In contrast, samples located on the negative side of F1 (Samples 5 and 13) were associated with negative comments and with specific flavor descriptors such as chocolate flavor, nutty flavor, fruity flavor, and warm earthy spice. In the context of the qualitative analysis, these descriptors should not be interpreted as existing flavor notes, but rather as consumer-driven suggestions for product improvement, indicating that the addition of such flavors or spices could enhance flavor complexity and acceptance. At the same time, texture-related comments suggest that textural properties require further adjustment.

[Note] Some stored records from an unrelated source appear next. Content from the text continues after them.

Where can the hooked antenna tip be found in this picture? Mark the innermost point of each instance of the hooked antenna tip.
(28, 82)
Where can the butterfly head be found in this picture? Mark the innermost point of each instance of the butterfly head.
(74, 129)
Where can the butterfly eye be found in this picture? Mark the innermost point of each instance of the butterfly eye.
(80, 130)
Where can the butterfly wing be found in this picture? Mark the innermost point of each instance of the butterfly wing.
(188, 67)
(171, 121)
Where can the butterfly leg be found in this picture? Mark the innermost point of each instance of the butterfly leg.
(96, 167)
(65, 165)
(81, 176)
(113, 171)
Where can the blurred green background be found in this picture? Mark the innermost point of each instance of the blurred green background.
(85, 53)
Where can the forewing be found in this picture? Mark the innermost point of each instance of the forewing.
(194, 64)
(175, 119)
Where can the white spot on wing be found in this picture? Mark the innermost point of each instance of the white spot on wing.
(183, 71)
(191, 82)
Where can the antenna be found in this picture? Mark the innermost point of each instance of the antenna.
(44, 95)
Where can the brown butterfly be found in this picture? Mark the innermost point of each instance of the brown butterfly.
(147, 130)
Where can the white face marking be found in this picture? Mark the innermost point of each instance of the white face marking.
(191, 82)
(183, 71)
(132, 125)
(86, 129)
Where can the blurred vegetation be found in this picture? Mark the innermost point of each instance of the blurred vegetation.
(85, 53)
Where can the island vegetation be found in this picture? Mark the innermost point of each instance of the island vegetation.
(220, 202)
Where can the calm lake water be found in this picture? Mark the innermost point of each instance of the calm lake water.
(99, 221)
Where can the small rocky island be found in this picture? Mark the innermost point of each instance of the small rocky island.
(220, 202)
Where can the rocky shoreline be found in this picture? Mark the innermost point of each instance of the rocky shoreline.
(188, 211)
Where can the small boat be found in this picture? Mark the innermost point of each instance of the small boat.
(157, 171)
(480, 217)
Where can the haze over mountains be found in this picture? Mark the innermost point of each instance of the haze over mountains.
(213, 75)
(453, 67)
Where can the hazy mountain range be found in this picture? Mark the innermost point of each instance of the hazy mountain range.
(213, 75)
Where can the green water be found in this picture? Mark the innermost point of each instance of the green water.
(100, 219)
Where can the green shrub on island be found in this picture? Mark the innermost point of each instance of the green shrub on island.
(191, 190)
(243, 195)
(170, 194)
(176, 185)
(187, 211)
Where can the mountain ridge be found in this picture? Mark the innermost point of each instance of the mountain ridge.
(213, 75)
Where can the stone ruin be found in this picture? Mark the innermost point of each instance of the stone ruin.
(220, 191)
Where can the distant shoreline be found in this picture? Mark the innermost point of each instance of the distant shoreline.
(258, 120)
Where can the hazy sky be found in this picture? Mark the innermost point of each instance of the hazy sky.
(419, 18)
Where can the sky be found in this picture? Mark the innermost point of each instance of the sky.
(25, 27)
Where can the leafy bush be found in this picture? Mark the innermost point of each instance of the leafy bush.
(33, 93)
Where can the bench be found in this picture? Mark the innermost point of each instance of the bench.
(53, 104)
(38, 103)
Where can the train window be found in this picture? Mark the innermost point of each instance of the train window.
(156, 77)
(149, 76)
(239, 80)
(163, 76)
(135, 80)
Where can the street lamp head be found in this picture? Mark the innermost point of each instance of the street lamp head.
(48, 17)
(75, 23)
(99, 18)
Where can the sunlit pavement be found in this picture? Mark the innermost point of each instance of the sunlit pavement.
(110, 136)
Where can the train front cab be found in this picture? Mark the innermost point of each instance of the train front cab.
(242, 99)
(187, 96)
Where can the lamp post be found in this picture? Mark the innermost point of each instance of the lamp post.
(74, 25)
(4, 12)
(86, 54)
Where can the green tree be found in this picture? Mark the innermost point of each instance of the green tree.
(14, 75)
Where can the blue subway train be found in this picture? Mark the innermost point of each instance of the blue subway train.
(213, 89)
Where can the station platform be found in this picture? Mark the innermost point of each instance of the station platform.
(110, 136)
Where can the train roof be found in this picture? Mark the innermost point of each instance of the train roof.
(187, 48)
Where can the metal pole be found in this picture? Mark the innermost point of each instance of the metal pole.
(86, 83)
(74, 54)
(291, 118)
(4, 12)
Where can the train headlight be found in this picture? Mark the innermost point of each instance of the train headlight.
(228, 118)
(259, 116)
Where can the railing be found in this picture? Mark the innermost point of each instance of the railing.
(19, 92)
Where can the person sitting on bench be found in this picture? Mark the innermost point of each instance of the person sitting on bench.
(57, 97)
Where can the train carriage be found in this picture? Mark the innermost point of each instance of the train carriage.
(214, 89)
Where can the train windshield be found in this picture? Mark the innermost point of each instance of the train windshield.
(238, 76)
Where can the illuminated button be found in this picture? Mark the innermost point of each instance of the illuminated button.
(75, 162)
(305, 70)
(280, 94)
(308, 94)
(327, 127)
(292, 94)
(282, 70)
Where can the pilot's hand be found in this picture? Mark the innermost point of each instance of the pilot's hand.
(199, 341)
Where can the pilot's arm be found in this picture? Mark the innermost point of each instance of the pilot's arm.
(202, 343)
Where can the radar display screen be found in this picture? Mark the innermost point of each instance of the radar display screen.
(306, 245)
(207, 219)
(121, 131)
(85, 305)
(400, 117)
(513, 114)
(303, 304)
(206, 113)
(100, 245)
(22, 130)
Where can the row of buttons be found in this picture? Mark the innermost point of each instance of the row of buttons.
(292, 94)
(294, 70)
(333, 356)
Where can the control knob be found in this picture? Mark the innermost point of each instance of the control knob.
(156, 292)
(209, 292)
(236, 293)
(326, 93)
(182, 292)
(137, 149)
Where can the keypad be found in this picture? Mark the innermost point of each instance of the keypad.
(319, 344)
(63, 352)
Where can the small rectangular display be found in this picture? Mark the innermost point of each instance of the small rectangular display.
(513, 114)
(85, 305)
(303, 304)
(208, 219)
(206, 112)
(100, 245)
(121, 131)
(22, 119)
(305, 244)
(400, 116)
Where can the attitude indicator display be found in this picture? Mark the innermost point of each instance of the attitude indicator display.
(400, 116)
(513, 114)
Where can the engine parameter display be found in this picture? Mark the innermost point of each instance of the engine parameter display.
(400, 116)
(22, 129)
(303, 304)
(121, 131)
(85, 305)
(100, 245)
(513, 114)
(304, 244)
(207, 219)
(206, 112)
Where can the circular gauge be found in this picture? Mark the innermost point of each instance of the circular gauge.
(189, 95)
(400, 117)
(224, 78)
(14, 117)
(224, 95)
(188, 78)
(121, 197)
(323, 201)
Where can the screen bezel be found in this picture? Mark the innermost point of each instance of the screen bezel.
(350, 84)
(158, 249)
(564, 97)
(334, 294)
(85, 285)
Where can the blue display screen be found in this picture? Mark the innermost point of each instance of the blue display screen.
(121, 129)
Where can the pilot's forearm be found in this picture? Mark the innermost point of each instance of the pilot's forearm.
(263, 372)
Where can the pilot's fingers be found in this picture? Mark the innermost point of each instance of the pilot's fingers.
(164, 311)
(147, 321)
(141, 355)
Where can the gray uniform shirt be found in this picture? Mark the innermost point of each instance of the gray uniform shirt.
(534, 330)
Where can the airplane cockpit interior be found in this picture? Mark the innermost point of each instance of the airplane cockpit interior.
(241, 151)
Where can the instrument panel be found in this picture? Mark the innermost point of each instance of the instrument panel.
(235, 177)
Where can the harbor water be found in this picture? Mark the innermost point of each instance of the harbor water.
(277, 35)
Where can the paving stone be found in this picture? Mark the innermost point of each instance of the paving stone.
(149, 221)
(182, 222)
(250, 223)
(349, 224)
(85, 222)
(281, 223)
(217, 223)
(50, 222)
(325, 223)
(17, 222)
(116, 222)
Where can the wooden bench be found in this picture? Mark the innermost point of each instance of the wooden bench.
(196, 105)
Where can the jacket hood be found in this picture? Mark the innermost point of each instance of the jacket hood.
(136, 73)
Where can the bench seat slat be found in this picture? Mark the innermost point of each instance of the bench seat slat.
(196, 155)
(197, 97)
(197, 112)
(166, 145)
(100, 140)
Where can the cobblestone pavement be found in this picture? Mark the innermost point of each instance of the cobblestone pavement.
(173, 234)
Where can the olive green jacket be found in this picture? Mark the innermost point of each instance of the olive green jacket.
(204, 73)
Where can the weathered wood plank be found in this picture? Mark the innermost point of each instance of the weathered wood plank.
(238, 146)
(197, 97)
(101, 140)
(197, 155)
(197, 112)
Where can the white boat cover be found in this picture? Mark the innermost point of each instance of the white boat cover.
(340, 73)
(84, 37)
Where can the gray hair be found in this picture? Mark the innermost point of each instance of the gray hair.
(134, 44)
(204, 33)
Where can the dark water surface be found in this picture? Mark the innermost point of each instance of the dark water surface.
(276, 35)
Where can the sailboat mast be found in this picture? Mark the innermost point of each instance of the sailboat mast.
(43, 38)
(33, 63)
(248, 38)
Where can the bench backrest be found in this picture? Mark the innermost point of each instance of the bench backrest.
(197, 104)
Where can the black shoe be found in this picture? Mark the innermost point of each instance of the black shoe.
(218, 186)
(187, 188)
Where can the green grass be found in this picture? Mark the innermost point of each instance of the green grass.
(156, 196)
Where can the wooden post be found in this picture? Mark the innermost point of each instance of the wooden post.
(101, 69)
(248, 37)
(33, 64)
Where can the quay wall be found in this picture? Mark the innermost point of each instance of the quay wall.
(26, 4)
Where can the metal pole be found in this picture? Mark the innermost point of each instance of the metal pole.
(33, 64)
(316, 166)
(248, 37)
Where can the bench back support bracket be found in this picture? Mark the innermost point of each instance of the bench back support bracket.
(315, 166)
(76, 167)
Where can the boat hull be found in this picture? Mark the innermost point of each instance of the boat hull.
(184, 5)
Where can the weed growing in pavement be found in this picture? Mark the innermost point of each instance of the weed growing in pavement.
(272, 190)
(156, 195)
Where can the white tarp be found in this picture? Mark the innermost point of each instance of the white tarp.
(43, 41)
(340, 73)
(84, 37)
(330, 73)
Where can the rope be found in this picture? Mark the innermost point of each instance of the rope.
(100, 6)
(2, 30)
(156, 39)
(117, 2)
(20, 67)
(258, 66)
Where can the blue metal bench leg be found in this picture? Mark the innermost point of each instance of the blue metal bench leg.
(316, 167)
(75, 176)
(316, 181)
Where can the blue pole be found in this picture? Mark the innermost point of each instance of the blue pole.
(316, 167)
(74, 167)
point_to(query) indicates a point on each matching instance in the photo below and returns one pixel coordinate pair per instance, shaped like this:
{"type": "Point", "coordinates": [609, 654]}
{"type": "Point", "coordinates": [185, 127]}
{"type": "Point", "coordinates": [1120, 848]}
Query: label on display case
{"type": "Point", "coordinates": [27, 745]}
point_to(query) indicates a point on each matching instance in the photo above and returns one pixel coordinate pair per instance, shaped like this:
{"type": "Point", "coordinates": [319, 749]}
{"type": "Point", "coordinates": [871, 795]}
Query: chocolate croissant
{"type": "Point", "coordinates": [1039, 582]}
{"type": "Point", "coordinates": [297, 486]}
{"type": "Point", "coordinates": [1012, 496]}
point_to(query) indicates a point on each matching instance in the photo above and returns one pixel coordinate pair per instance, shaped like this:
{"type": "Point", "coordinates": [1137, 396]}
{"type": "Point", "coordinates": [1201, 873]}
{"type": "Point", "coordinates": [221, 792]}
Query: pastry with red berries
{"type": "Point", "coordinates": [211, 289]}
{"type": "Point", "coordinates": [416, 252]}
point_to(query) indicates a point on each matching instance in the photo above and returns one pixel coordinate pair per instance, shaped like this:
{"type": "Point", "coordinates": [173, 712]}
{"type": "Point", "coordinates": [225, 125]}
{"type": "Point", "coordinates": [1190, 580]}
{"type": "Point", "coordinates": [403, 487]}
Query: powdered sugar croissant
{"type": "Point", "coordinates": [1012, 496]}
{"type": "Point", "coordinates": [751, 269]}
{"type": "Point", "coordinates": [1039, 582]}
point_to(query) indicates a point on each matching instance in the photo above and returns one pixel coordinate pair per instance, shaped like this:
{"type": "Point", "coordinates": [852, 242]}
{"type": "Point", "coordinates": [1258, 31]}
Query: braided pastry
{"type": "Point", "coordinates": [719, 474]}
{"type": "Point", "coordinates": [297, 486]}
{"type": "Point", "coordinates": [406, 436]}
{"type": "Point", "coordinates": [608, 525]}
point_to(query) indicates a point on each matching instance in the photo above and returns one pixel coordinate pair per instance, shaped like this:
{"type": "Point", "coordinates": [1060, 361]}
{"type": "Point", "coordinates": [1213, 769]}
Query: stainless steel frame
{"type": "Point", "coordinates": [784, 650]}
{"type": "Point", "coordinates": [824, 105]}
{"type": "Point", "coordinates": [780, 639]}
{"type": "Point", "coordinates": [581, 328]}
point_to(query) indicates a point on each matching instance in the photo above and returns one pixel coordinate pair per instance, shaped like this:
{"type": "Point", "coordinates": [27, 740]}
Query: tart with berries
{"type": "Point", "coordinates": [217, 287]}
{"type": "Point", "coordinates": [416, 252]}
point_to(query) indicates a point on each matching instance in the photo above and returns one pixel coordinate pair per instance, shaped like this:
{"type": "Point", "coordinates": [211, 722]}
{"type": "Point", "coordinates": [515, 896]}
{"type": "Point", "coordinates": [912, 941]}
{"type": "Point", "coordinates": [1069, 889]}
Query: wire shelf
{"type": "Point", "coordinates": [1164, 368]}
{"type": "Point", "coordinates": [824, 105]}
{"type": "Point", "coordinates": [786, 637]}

The second dimension (F2), explaining 20.36% of the variance, reflects differences related to taste modulation and flavor balance. Sample 4 was associated with bitterness reduction and indicates that consumers perceived bitterness as a limiting factor and that reducing bitter notes represents a key direction for improving acceptance. Sample 3 was positioned near sweetness increases and saltiness increases; this suggests that consumers identified the need for enhancing sweetness and/or saltiness to achieve a more balanced flavor profile for this formulation.

4. Conclusions

The enrichment of sorghum-based extruded snacks with chokeberry pomace significantly improved their nutritional and functional properties, particularly by increasing total monomeric anthocyanins (up to 25.12 mg/100 g at 30% pomace) and antioxidant activity, with the highest bioactivity observed in formulations containing 27–30% pomace. The addition of 1% cinnamon further enhanced antioxidant activity compared to corresponding formulations without cinnamon.

Chokeberry pomace influenced key technological properties, contributing to a crispier more brittle texture due to the increased dietary fiber content, especially insoluble fractions. Both RSM and ANN models effectively predicted the influence of formulation variables on the above key parameters, demonstrating the value of advanced modeling approaches for snack product development.

Hedonic analyses indicate that overall consumer acceptance of the analyzed snack samples was primarily limited by insufficient taste and flavor intensity, while textural properties such as crispiness and hardness were generally well accepted.

Based on the combined physicochemical and sensory results, an optimal formulation range of approximately 10–13% chokeberry pomace can be recommended, provided that further improvements in flavor are achieved through bitterness reduction and the optimization of sweetness and saltiness, thereby balancing enhanced bioactivity with acceptable structural and sensory properties.

From an industrial perspective, these findings highlight the potential of chokeberry pomace as a sustainable functional ingredient for the development of fiber-rich and antioxidant-enriched extruded snacks, supporting the valorization of juice-processing by-products in functional food production.